Anthony George Letai is an American cancer researcher and oncologist serving as the director of the National Cancer Institute since 2025. He studies cell death in cancer, developing treatments, and identifying predictive biomarkers. Letai was a professor of medicine at Harvard Medical School and a medical oncologist at the Dana–Farber Cancer Institute.

== Education ==
Letai earned a B.A. in physics from Princeton University. He received an M.D. (1995) and Ph.D. (1993) from the University of Chicago Pritzker School of Medicine. He completed his Ph.D. on the molecular basis of heritable blistering diseases before residency in internal medicine at Brigham and Women's Hospital and a clinical fellowship in hematology and oncology at Dana–Farber Cancer Institute.

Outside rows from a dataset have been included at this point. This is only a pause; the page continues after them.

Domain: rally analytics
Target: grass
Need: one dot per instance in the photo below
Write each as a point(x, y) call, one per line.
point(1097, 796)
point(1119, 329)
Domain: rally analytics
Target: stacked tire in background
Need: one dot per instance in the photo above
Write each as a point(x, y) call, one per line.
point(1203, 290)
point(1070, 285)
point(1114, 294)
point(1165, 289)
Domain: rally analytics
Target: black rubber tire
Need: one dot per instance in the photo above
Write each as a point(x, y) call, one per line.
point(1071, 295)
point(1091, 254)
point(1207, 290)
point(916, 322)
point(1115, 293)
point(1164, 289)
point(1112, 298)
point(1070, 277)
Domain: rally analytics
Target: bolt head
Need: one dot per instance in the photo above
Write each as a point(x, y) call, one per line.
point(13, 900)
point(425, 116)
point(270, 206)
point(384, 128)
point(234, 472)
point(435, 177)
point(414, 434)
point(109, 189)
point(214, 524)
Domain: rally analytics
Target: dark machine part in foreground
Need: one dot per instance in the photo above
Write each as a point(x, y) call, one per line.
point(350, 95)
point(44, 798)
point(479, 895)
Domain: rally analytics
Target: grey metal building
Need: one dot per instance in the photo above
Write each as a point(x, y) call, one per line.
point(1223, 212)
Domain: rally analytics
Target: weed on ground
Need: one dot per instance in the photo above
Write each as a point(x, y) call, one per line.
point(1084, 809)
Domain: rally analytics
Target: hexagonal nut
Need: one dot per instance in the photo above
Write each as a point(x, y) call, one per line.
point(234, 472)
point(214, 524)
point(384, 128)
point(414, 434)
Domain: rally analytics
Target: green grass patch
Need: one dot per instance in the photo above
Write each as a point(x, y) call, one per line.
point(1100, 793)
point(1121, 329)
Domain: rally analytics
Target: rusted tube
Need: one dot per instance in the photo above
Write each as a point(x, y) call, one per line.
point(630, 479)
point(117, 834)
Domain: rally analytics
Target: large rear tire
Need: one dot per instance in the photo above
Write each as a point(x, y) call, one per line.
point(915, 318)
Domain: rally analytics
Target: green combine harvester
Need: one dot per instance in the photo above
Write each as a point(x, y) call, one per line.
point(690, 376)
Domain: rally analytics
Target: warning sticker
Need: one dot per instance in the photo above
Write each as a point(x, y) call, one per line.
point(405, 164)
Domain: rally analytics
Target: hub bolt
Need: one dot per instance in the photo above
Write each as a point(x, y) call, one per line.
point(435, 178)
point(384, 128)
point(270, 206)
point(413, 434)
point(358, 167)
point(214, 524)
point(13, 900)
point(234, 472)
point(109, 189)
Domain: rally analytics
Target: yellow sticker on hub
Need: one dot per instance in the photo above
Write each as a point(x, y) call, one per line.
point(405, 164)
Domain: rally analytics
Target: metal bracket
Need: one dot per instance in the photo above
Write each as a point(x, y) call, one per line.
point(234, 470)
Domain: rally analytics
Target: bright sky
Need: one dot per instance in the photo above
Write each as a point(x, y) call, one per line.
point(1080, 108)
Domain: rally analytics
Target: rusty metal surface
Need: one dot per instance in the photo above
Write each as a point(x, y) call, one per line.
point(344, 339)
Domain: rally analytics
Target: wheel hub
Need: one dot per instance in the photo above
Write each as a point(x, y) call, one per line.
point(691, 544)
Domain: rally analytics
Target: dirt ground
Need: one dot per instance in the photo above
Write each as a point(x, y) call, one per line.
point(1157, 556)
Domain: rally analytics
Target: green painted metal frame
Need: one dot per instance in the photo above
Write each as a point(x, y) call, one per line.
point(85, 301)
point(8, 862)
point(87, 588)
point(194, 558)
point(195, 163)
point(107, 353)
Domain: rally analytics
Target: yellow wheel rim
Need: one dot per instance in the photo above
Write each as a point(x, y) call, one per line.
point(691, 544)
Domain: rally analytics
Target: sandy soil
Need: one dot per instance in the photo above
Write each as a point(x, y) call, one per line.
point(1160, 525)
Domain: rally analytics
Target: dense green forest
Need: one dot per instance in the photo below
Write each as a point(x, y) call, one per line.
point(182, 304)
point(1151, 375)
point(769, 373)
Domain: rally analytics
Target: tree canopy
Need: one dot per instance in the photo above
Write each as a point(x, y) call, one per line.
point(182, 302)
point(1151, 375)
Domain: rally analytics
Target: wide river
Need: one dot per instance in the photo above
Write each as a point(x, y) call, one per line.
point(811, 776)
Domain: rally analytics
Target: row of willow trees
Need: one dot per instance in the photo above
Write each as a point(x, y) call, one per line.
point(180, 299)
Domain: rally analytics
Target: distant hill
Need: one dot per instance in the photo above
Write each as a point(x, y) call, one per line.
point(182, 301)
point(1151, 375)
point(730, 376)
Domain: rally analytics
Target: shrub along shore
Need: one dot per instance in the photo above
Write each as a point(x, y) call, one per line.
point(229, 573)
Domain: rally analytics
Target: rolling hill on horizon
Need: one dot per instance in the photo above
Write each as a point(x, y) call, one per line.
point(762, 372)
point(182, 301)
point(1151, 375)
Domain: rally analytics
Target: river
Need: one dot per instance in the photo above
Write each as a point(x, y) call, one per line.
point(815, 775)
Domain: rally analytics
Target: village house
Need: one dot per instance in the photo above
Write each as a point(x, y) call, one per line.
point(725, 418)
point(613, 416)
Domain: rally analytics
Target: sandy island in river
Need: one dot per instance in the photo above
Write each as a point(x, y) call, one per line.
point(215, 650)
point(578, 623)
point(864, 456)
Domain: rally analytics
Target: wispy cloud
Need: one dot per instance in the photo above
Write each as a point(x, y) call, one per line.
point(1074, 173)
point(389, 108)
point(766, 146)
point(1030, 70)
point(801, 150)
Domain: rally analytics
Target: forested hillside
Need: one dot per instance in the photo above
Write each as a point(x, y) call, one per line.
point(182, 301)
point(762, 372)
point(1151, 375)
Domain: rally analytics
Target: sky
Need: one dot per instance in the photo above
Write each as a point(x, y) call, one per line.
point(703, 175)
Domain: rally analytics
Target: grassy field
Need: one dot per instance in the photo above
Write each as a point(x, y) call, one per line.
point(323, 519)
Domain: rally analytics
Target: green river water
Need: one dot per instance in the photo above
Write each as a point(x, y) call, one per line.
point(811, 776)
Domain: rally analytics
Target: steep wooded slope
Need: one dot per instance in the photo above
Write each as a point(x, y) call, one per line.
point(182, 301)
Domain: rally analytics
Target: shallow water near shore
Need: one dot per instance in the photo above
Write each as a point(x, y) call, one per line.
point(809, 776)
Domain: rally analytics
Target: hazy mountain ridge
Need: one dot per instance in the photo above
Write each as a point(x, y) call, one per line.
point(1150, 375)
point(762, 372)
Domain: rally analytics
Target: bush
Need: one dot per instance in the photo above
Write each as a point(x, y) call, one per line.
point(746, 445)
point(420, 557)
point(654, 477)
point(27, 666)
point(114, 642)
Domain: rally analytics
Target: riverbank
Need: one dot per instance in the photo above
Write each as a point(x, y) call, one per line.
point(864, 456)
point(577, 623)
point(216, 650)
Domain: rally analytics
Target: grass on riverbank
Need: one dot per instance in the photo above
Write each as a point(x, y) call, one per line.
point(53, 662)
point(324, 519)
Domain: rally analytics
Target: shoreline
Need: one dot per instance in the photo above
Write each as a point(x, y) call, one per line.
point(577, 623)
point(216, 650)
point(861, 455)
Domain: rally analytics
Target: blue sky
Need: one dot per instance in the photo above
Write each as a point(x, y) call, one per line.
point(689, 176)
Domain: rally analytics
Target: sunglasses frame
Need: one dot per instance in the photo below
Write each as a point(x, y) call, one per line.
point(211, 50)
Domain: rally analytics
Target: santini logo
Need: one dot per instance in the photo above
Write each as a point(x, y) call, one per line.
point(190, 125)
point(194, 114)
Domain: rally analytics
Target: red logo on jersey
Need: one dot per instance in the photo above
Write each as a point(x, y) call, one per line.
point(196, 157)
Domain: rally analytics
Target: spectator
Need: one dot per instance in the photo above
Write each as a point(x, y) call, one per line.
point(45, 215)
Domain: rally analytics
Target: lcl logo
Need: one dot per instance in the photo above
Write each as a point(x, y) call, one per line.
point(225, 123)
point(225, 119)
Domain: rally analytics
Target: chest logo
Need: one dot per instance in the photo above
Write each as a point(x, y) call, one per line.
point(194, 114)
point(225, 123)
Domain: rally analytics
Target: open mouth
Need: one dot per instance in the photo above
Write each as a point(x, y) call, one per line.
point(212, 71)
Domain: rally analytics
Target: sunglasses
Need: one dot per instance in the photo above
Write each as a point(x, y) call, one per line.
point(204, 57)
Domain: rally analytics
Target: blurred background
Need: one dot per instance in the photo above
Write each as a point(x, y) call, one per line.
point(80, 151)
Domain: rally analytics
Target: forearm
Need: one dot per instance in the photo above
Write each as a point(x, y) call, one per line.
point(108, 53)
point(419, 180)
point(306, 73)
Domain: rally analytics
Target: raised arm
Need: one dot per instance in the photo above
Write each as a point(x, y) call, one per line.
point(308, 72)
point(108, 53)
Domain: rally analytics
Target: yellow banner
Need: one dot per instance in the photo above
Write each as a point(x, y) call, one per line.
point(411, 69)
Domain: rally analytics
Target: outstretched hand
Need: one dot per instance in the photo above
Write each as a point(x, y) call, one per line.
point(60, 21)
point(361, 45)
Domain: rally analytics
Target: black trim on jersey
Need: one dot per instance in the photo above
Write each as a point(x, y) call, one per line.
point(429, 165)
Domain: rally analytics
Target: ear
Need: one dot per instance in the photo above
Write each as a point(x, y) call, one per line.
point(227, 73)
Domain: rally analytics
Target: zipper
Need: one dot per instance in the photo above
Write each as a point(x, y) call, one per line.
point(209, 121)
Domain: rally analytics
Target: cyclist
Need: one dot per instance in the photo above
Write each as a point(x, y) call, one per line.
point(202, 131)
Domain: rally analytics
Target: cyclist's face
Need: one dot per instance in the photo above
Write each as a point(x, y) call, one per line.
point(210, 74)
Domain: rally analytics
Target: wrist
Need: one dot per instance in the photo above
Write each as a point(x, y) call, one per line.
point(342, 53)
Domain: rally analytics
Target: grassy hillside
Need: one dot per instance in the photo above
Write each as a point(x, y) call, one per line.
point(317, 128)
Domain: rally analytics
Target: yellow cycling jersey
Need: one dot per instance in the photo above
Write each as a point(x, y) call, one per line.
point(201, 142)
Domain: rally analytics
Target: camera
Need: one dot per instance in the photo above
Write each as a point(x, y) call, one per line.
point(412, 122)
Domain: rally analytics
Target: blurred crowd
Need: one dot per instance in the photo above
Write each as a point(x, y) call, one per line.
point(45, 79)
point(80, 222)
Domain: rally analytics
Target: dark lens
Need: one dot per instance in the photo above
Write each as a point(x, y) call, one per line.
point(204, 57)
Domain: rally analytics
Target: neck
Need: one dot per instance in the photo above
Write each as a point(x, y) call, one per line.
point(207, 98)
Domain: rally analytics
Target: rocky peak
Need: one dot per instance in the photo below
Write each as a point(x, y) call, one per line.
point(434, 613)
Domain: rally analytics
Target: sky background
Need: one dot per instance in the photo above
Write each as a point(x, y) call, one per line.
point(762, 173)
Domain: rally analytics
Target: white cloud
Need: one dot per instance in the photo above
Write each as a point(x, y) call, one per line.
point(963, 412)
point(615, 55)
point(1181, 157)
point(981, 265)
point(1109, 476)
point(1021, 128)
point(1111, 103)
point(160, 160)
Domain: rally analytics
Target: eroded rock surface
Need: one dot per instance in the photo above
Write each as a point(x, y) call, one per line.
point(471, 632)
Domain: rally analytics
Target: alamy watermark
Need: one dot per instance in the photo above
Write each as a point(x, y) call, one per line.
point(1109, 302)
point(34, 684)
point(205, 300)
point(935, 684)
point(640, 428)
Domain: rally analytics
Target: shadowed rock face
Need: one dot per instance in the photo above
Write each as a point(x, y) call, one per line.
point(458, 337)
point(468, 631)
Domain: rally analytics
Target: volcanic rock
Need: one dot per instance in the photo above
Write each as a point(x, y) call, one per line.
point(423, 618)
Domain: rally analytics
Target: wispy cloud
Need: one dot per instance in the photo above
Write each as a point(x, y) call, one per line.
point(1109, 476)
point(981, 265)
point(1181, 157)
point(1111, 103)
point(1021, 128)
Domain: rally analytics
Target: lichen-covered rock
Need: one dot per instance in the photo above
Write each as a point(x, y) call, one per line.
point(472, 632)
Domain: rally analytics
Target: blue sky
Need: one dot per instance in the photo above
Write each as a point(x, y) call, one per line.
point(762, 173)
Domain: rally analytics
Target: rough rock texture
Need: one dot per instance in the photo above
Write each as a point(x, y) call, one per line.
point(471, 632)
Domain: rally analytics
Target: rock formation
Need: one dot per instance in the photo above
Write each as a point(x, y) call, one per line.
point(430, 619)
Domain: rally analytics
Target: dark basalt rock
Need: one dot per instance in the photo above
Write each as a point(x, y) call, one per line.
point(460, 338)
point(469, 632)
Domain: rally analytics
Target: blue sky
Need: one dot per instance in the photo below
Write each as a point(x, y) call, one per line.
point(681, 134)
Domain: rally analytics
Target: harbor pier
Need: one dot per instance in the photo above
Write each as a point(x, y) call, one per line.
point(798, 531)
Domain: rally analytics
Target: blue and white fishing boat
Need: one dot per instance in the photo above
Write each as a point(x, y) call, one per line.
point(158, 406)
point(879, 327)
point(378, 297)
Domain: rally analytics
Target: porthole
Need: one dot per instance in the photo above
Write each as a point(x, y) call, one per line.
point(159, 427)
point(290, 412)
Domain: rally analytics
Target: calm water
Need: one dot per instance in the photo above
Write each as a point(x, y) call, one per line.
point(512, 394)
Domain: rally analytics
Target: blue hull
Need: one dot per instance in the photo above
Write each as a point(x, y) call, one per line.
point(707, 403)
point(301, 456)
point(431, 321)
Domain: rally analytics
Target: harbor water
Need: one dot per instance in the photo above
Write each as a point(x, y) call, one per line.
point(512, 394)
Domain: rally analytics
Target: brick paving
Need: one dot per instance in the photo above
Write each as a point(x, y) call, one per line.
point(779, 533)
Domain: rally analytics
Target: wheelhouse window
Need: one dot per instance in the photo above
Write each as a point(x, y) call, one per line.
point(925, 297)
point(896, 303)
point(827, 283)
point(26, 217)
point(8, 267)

Letai began his studies of programmed cell death in cancer in a post-doctoral fellowship before establishing his laboratory at Dana–Farber Cancer Institute to study how apoptosis can be evaded by cancer cells. He founded the Society for Functional Precision Medicine (SFPM) dedicated to improve patient care and outcomes by facilitating implementation of functional assays into clinical cares. He served as President of the SFPM until becoming NCI Director in 2025.

== Personal life ==
Letai and his wife, Jean, have three children. Their daughter, Julie is a member of U.S. Speedskating's Short Track World Tour Team, and represented Team USA at the 2022 and 2026 Winter Olympics.